Baca Juga: DITEMUKAN, Satu Korban Helikopter Polri yang Jatuh di Belitung Timur
Mereka meneriakkan slogan-slogan seperti Turunkan Xi Jinping dan Turunkan kaisar yang mengacu pada pemimpin negara tersebut.
Banyak anggota polisi yang dikerahkan di lokasi untuk mengepung pengunjuk rasa dan beberapa dari mereka ditahan.
Di China, gerakan protes besar jarang terjadi karena mengkritik pemerintah secara terbuka dianggap ilegal.
Kota Shanghai, yang merupakan pusat keuangan dan komersial negara itu, telah menjalani penguncian (lockdown) selama dua bulan pada awal tahun ini.
Baca Juga: Sekda Nuryakin: Kalimantan Tengah Bertagret Akses Air Minum Layak Capai 100 Persen di 2024
Banyak aksi unjuk rasa di seluruh China dipicu oleh kebakaran mematikan yang terjadi di Urumqi, ibu kota Xinjiang.
Beberapa demonstrasi berikutnya di kota itu berlangsung dengan spekulasi yang berkembang bahwa upaya evakuasi dan penyelamatan dalam peristiwa kebakaran itu mungkin terhambat akibat langkah penguncian.
Mahasiswa Universitas Tsinghua, sebuah sekolah tinggi elite di Beijing yang adalah almamater Xi, mengadakan demonstrasi pada Minggu untuk menyerukan kebebasan.
Nyala lilin juga diadakan di sebuah universitas Nanjing pada Sabtu untuk meratapi 10 korban kebakaran yang terjadi di sebuah gedung apartemen bertingkat tinggi di Urumqi.
Baca Juga: Helikopter Polri Hilang di Perairan Bangka Belitung, BPBD Kerjasama dengan Nelayan
Menurut video yang beredar, tindakan protes juga berlangsung di pusat kota Wuhan -- tempat wabah COVID-19 pertama kali terdeteksi pada akhir 2019, kota Shenzhen -- pusat kegiatan teknologi di China selatan, kota Lanzhou di barat laut, dan Jilin di timur laut.
Di Shanghai, lebih dari 100 orang turun ke jalan lokal bernama Urumqi pada Sabtu malam.
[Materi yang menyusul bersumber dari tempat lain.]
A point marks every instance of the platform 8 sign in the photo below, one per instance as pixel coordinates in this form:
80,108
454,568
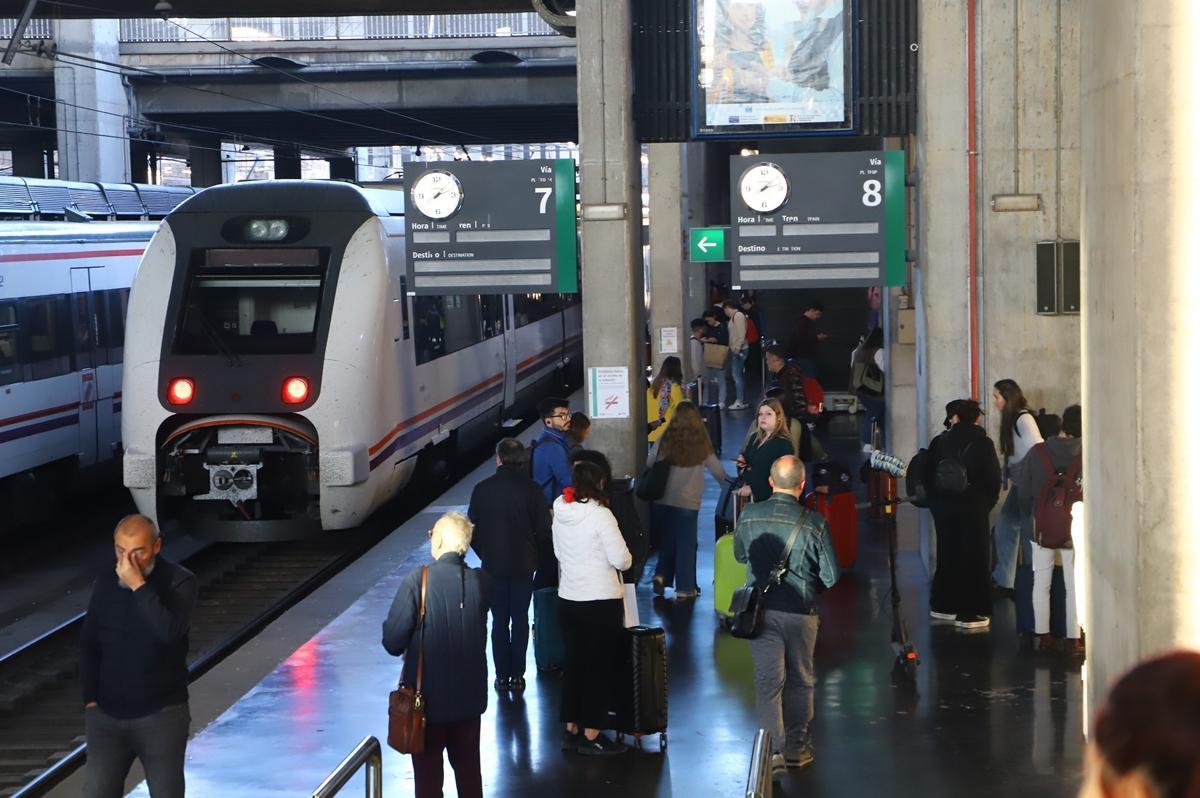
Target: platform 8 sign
491,227
822,220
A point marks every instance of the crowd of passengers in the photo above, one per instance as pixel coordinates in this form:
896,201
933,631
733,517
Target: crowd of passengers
555,516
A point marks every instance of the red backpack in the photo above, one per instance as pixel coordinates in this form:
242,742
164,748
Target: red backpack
1051,511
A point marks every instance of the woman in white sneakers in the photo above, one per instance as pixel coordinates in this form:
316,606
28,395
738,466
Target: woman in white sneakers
591,555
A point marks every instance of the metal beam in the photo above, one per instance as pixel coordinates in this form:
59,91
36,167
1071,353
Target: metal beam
138,9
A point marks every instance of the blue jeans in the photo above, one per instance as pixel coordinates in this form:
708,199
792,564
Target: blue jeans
738,366
510,625
1014,529
677,553
874,409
Mereka menawarkan lilin dan bunga untuk memberi penghormatan kepada para korban kebakaran.
Orang-orang juga menyerukan keluhan mereka tentang langkah-langkah pencegahan COVID yang radikal, menolak kediktatoran dan mendorong upaya demokrasi.
Namun, polisi kemudian turun tangan dan menahan beberapa demonstran, menurut sejumlah saksi dan video.
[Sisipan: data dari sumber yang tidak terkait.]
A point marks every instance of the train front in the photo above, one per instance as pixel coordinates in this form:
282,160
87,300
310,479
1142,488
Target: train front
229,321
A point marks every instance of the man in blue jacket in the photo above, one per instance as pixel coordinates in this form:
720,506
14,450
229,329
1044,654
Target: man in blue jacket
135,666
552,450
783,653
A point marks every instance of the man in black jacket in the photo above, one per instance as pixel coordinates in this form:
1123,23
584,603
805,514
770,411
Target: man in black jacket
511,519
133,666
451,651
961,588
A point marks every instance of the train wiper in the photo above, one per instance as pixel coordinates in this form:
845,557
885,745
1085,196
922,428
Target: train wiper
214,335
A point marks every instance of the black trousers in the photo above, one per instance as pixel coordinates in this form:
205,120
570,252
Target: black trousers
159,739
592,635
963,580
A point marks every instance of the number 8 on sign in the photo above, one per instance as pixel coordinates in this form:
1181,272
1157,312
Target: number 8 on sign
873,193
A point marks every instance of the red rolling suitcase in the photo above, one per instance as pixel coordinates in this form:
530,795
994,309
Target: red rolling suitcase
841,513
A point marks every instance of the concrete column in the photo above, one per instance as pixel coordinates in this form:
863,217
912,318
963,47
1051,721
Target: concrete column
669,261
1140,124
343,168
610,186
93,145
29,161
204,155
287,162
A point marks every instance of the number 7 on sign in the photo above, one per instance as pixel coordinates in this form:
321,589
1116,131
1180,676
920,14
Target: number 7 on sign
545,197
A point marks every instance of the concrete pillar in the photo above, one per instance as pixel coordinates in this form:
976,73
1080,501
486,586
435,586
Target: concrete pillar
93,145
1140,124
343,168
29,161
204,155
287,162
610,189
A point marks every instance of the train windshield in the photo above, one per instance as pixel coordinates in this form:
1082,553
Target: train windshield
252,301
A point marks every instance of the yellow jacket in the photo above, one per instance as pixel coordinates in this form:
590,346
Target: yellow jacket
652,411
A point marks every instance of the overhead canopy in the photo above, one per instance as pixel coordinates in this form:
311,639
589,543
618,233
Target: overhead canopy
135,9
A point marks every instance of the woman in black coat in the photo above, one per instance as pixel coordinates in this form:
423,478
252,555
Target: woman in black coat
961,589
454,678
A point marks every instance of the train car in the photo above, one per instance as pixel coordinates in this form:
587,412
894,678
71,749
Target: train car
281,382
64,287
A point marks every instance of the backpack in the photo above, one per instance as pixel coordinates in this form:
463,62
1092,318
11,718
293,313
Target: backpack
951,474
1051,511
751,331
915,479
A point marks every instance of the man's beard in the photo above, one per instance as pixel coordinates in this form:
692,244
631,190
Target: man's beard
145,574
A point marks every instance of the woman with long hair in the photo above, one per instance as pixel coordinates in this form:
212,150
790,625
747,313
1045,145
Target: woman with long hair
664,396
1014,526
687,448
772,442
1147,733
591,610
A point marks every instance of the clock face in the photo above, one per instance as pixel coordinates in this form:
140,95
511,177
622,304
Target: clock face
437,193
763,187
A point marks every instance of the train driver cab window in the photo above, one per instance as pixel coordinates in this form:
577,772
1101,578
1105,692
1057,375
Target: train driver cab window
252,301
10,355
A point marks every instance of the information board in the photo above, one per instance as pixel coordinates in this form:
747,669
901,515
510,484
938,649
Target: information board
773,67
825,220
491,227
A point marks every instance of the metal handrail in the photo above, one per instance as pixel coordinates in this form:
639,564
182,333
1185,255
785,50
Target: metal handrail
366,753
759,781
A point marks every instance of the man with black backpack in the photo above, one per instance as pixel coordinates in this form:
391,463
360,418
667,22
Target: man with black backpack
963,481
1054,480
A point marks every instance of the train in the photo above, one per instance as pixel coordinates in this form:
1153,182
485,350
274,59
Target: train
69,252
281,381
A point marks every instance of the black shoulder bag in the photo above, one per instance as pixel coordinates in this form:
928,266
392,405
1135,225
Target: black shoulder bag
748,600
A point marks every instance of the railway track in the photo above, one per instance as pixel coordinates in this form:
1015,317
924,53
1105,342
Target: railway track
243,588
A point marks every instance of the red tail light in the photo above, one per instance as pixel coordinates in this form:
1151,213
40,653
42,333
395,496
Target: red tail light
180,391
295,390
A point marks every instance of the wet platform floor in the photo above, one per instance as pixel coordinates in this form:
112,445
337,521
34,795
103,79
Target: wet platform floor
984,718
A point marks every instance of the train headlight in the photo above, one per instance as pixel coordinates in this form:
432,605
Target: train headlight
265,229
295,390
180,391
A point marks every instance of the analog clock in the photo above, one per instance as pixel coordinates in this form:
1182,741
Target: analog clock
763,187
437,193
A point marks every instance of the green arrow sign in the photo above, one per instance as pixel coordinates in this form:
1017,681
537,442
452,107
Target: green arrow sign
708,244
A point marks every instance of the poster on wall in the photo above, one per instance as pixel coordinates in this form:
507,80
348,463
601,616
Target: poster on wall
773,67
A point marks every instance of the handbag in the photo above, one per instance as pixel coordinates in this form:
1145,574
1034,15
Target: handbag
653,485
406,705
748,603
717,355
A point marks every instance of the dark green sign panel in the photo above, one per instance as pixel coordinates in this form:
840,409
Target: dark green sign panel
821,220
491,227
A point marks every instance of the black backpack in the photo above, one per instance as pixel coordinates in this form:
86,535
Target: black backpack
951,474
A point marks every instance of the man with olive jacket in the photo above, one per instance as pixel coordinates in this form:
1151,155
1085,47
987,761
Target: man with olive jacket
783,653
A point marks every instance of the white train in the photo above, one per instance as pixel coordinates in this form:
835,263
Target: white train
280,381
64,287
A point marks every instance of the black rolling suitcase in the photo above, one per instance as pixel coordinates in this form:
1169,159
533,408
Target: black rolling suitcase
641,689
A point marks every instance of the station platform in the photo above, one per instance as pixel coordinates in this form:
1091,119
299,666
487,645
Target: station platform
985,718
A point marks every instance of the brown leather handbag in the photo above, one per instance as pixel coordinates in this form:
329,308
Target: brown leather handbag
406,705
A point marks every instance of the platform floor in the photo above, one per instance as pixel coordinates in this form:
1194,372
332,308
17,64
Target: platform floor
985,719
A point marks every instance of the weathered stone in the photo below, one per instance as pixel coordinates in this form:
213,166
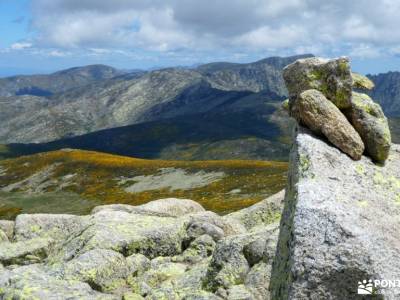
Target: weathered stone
322,117
8,228
137,264
339,225
257,281
156,276
3,237
33,282
107,255
173,206
229,226
262,213
149,235
239,292
370,122
285,105
196,229
330,77
103,270
131,296
56,227
26,252
362,82
202,247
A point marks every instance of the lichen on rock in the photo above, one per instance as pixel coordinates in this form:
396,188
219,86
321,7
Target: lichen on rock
338,226
370,122
313,81
169,249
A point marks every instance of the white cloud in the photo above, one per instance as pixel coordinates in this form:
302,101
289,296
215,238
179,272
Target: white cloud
360,27
21,46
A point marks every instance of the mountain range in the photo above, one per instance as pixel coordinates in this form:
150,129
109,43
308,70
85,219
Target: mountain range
214,111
Baca Juga: Dengan Artificial Intelegence, Menumpahkan Keheningan ke Kanvas Lukisan
Seorang pria berusia 20-an yang datang untuk meletakkan bunga di jalan mengatakan dia yakin langkah pembatasan COVID yang diterapkan Pemerintah China terlalu ketat karena penyakitnya sekarang sudah dianggap seperti flu biasa. Dia juga menyesalkan kurangnya kebebasan berbicara di China.
Sampai Sabtu, China telah mencatat kasus virus corona harian lebih dari 38.000 di daratan, menurut Komisi Kesehatan Nasional negara itu.
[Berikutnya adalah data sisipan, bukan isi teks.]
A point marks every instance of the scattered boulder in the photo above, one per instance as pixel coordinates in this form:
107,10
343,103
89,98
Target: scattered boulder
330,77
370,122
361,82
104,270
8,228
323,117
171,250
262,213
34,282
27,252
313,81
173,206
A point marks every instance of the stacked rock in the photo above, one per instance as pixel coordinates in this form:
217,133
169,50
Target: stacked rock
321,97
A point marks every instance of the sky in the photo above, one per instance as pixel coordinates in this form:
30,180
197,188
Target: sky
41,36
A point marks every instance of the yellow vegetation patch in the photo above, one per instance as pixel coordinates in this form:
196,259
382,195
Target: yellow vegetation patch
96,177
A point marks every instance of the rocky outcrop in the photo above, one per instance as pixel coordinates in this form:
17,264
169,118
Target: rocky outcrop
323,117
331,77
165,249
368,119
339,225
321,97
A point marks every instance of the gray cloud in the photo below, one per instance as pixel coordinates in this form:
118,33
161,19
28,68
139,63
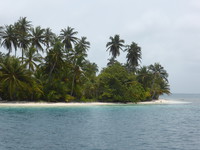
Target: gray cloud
167,31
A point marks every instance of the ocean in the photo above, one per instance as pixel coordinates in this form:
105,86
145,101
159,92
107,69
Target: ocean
125,127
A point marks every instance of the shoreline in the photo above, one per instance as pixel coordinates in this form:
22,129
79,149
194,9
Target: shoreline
62,104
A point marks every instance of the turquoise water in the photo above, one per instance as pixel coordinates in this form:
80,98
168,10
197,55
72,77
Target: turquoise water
140,127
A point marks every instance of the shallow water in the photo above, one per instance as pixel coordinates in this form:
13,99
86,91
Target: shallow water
138,127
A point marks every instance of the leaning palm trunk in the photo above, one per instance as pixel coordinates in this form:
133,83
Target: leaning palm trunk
153,90
73,82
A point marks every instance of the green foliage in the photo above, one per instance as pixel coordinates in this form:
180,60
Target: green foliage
65,74
15,79
116,84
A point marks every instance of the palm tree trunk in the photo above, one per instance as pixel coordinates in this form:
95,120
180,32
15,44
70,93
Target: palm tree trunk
152,88
22,56
73,81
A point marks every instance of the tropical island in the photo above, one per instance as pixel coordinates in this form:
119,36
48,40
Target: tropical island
55,68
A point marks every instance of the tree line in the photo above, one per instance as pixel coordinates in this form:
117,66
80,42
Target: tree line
65,74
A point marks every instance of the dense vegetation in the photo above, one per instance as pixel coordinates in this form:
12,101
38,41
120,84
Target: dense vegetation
65,74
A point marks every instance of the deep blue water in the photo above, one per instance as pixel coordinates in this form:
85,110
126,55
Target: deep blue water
136,127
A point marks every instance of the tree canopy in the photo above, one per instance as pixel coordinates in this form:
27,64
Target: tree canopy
56,68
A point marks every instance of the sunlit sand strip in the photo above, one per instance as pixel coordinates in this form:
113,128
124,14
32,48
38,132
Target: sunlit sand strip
163,101
43,104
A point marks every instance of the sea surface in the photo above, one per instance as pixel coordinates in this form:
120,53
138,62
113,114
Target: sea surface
132,127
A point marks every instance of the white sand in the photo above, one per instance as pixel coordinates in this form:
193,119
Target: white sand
163,101
44,104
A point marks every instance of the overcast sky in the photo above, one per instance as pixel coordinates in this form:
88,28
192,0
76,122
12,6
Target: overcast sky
168,31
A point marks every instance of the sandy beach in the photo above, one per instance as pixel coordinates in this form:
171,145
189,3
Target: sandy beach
46,104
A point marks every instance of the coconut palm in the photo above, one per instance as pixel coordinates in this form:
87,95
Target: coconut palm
134,55
54,59
144,77
15,78
159,75
37,38
115,45
1,32
68,37
22,27
8,37
83,44
31,58
48,37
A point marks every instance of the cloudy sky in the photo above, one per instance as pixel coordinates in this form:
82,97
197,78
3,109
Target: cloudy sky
168,31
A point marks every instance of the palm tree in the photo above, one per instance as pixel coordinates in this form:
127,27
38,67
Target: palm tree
115,45
32,58
134,55
48,38
14,77
8,37
54,59
144,77
83,44
67,37
1,32
37,38
22,29
159,75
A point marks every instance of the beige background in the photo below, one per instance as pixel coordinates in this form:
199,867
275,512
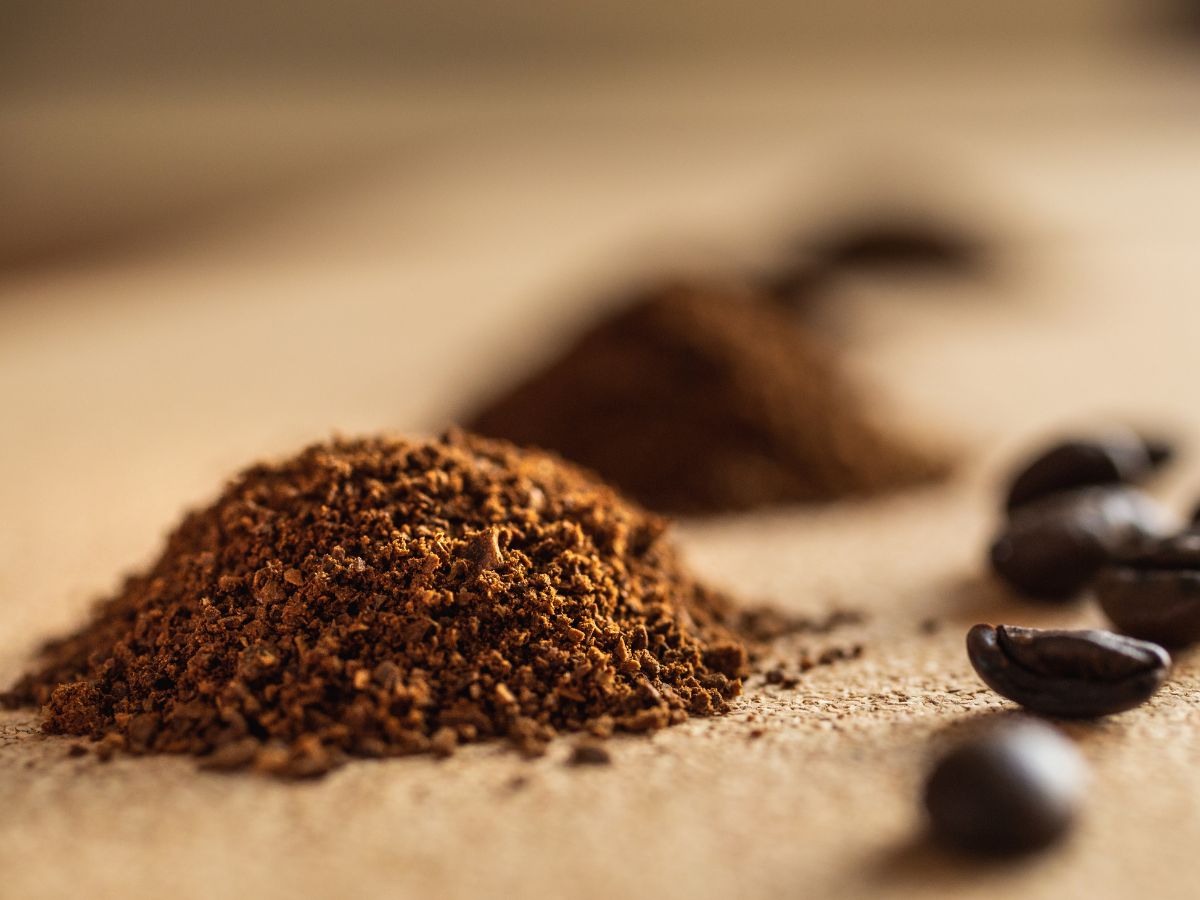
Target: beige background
133,379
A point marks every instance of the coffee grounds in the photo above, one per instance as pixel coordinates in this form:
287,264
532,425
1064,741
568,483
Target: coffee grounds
699,400
379,597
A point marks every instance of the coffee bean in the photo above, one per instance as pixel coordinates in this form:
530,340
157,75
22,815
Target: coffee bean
588,753
1067,673
1119,456
1153,592
1014,789
1051,549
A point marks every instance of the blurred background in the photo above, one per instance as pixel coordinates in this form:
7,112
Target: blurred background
234,227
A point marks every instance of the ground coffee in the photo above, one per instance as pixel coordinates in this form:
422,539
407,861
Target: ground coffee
381,597
699,399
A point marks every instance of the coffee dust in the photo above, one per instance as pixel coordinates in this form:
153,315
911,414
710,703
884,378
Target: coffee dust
381,597
697,399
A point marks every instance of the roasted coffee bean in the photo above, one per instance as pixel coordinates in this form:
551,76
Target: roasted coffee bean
1014,789
1067,673
1119,456
1153,592
1051,550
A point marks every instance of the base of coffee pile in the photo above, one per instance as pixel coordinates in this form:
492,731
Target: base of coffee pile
383,597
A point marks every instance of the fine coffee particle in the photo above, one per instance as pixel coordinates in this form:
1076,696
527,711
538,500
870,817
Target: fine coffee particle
899,241
1014,789
381,597
697,399
1051,549
1117,456
1153,592
1081,673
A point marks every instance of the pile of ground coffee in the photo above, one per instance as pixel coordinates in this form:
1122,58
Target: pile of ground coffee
697,399
381,597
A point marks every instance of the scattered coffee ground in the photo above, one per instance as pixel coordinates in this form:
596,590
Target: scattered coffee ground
1081,673
1120,456
695,399
1014,789
1153,591
379,597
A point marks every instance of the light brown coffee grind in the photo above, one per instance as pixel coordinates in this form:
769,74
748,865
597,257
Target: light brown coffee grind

Jumlah kasus tersebut mencapai tingkat tertinggi untuk hari keempat berturut-turut dibandingkan dengan saat pemerintah mulai merilis data pada musim semi 2020.
Di China, orang-orang di daerah yang menjalani lockdown dilarang meninggalkan rumah mereka dan seringkali kesulitan memperoleh makanan yang cukup dan kebutuhan sehari-hari.
Baca Juga: Hingga Hari Ini, BMKG Catat Gempa Susulan di Cianjur Capai 296 Kali
Menghadapi kemarahan publik yang semakin meningkat, pemerintah China baru-baru ini mengatakan akan menahan diri untuk tidak menerapkan penguncian di seluruh kota dan sebagai gantinya mengisolasi bangunan tempat kasus COVID dilaporkan.
Kepemimpinan Xi Jinping diyakini khawatir dengan penyebaran aksi protes terhadap kebijakan nol COVID dan meningkatnya kritik terhadap pemerintah.
Xi memulai masa jabatan lima tahun sebagai presiden untuk ketiga kalinya, di mana hal itu melanggar norma. Xi kembali menjabat sebagai Ketua Partai Komunis yang berkuasa pada Oktober.
Daerah otonom Xinjiang pada Sabtu memutuskan untuk menindak aksi kekerasan yang bertujuan menghalangi penerapan langkah-langkah anti-virus.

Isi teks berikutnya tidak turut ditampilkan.